Special tokens are also the surface for prompt-injection attacks. If the tokenizer parses a malicious user-string as a special token instead of as plain text, the attacker has just inserted a fake conversation turn into the model’s input.

  • Pricing is per token, not per character. Two prompts with identical character counts can differ by 10 to 20 percent in token count.
  • English prose: roughly 4 characters per token.
  • Code: roughly 2 characters per token (twice as expensive per character).

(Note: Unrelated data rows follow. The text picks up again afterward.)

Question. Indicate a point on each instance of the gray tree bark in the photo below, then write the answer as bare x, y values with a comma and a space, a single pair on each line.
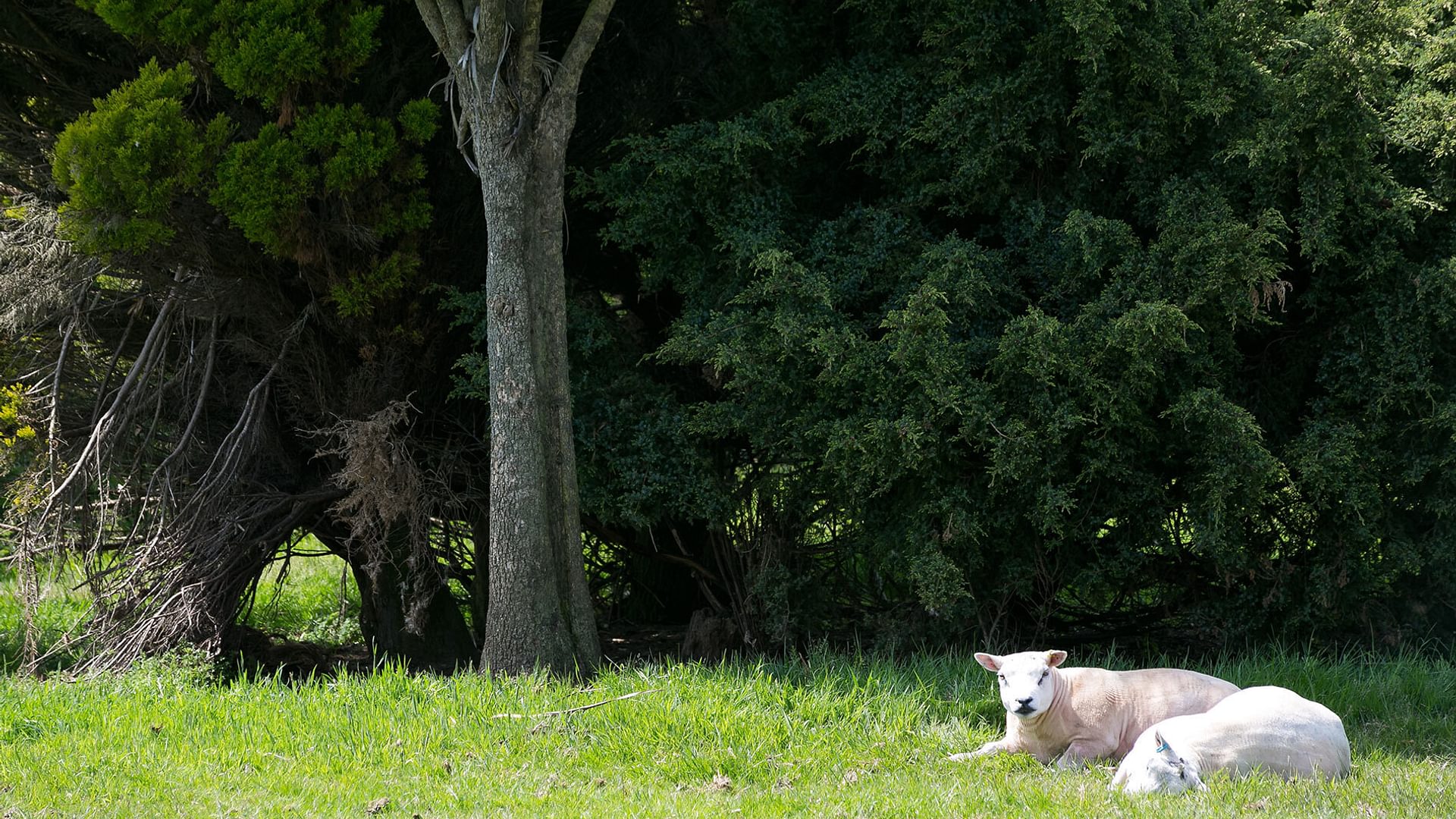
520, 110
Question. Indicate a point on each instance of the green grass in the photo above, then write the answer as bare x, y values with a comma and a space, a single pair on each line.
830, 736
316, 602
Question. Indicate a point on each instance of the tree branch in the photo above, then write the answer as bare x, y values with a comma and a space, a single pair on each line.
447, 27
574, 61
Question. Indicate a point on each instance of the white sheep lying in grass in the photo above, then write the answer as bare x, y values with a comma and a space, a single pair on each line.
1258, 727
1076, 714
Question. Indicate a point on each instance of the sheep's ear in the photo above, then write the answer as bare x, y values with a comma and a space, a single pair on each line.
1164, 748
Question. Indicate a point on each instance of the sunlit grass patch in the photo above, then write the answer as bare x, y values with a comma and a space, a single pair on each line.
820, 736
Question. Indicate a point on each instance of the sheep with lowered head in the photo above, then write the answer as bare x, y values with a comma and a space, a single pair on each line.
1087, 713
1266, 726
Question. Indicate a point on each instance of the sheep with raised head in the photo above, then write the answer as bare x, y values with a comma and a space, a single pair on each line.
1075, 714
1266, 727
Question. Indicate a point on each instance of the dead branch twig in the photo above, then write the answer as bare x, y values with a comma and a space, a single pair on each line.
574, 710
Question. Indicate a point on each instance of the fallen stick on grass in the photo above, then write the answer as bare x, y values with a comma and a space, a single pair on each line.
573, 710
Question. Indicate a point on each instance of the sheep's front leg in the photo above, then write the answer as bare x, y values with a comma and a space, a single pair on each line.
995, 746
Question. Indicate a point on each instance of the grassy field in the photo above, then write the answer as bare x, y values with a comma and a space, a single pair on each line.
830, 735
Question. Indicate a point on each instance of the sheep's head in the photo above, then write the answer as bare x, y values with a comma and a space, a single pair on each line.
1166, 771
1025, 679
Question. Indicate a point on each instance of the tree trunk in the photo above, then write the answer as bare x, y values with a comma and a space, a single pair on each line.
539, 611
443, 640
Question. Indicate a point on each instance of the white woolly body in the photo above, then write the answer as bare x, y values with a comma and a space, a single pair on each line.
1258, 727
1087, 713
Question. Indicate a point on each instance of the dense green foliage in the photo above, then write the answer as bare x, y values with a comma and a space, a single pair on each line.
1076, 318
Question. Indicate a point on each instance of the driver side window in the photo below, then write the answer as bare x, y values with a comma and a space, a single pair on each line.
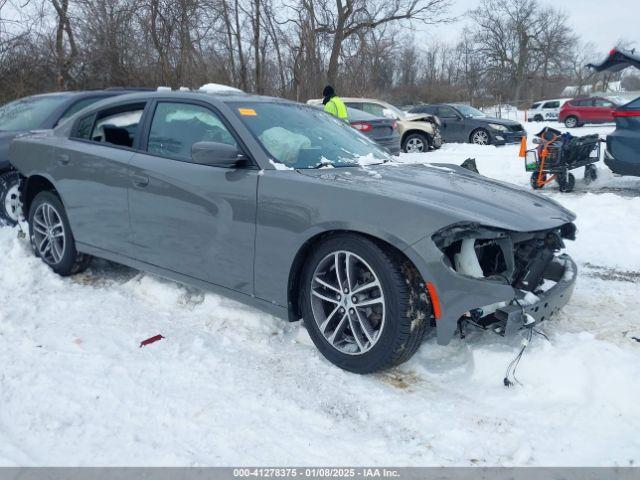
374, 109
177, 126
447, 112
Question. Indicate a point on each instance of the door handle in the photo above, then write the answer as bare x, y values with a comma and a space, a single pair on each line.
140, 180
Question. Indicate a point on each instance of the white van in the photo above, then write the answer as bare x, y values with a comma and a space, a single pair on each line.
545, 110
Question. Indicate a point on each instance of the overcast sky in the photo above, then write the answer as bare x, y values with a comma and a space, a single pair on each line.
602, 22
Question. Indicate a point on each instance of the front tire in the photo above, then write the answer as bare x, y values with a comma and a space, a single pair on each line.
364, 308
571, 121
566, 183
51, 236
10, 198
480, 136
416, 143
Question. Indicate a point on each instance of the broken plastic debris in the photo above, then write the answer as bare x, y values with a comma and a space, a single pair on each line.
151, 340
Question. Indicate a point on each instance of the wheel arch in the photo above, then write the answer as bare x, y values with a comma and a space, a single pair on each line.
475, 129
297, 266
33, 185
416, 130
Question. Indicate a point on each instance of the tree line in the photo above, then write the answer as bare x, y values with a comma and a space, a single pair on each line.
514, 50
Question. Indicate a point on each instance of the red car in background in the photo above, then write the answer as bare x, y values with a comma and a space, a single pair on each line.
579, 111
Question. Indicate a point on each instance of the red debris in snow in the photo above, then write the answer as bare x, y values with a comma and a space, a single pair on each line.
151, 340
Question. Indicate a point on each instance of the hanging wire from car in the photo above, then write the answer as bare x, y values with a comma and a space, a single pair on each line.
510, 378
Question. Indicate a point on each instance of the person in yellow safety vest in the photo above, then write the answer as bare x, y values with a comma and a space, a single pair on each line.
333, 104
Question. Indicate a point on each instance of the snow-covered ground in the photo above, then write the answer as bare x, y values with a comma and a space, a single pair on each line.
233, 386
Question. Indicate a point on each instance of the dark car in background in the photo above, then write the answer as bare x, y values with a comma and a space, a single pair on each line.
383, 131
622, 155
579, 111
462, 123
38, 112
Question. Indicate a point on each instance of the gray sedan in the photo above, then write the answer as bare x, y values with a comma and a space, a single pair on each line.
462, 123
283, 207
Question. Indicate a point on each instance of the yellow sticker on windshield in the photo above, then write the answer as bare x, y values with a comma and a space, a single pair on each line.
248, 112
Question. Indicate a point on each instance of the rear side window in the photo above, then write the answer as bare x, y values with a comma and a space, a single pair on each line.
84, 127
374, 109
421, 109
115, 125
177, 126
601, 102
79, 105
447, 112
635, 104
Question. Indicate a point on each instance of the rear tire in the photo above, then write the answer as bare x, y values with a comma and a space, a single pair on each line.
9, 198
51, 236
534, 180
566, 184
590, 174
397, 314
571, 121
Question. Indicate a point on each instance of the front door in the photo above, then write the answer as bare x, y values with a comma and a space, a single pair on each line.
196, 220
604, 110
92, 176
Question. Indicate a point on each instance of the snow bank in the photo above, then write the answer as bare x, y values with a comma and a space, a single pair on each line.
231, 385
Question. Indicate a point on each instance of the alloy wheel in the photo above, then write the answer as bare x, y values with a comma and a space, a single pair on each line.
347, 302
415, 145
12, 203
48, 234
481, 138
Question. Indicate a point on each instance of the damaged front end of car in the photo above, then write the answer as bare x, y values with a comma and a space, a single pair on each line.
512, 279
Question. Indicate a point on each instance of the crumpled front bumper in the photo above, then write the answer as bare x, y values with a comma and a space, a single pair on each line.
504, 138
513, 316
461, 295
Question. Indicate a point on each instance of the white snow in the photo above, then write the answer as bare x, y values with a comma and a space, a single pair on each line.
229, 385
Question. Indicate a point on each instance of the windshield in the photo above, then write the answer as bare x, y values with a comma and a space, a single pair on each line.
298, 136
467, 111
28, 113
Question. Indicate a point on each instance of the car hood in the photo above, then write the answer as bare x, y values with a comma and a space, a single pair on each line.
458, 194
5, 141
499, 121
421, 117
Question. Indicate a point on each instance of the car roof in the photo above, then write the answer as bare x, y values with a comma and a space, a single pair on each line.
87, 93
553, 100
222, 96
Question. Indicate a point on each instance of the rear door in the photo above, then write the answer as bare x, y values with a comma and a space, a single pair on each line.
196, 220
453, 126
550, 110
586, 110
603, 111
92, 175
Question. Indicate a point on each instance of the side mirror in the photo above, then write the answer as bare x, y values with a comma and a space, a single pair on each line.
215, 154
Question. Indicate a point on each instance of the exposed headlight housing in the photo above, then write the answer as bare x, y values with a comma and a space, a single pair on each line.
500, 128
516, 258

  • Non-Latin scripts (CJK, Cyrillic, Arabic): tokenize sparsely; expect more tokens per visual character.
  • Whitespace matters: hello (with leading space) and hello are different tokens with different IDs.
  • Token is not word. Often a word; often a fragment; sometimes both in the same sentence.
  • Token is not character. Usually shorter sequences than character count suggests.
  • Character count does not predict token count. Code, non-Latin, and unusual names break the ratio.
  • The model does not “know the letters” of a word. It knows associations for the token; spelling is on the wrong side of the wall.
  • The famous strawberry case got patched via training, but slightly weirder spelling questions (“count the Ms in mellifluous”) still fail for the same structural reason.
  • Token: a vocabulary entry; the unit the model processes.
  • Vocabulary: the fixed precomputed list of tokens (typically 30k to 100k entries).
  • BPE: byte-pair encoding; the algorithm that builds the vocabulary by repeatedly merging the most frequent adjacent pair.
  • Atomic token: a token the model cannot look inside; it is just an integer ID.
  • Special token: a vocabulary entry that is not a subword fragment (BOS, EOS, chat-role markers, etc.).

AI does not read text. It reads tokens.